Derived length of zero entropy groups acting on projective varieties in arbitrary characteristic -- A remark to a paper of Dinh-Oguiso-Zhang

TL;DR

This paper extends a theorem on the structure of automorphism groups to projective varieties over arbitrary characteristic, showing that zero entropy automorphisms form a virtually unipotent group with bounded derived length.

Contribution

It generalizes a known result from Kähler manifolds to all projective varieties in arbitrary characteristic, establishing a bound on the derived length of zero entropy automorphism groups.

Findings

The automorphism group modulo isotopic to identity elements is virtually unipotent.

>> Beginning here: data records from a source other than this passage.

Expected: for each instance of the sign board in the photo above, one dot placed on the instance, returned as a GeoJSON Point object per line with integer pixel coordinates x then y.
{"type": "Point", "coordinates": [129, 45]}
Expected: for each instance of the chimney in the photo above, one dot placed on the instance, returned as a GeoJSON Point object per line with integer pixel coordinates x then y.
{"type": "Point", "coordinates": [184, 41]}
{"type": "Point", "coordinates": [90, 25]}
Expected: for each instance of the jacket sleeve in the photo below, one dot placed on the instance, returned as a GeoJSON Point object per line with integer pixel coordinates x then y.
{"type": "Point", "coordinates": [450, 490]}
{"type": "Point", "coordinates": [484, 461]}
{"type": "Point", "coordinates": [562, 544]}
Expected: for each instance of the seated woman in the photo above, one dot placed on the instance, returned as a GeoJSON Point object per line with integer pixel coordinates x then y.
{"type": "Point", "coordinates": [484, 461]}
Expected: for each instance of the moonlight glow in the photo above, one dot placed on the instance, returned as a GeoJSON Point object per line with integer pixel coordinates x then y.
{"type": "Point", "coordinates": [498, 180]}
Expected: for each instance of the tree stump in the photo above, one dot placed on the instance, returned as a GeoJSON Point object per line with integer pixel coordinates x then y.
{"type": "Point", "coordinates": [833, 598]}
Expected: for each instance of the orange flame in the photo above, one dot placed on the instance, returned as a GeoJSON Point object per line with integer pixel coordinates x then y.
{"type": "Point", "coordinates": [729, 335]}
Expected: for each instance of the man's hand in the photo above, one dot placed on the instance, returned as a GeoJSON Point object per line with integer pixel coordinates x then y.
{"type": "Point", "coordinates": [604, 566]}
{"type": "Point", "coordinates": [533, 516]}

The derived length of this unipotent group is at most the dimension minus one.

The result holds over fields of arbitrary characteristic.

Abstract

Let $X$ be a projective variety of dimension $n\ge1$ over an algebraically closed field of arbitrary characteristic. We prove a Fujiki-Lieberman type theorem on the structure of the automorphism group of $X$. Let $G$ be a group of zero entropy automorphisms of $X$ and $G_0$ the set of elements in $G$ which are isotopic to the identity. We show that after replacing $G$ by a suitable finite-index subgroup, $G/G_0$ is a unipotent group of the derived length at most $n-1$. This result was first proved by Dinh, Oguiso and Zhang for compact K\"ahler manifolds.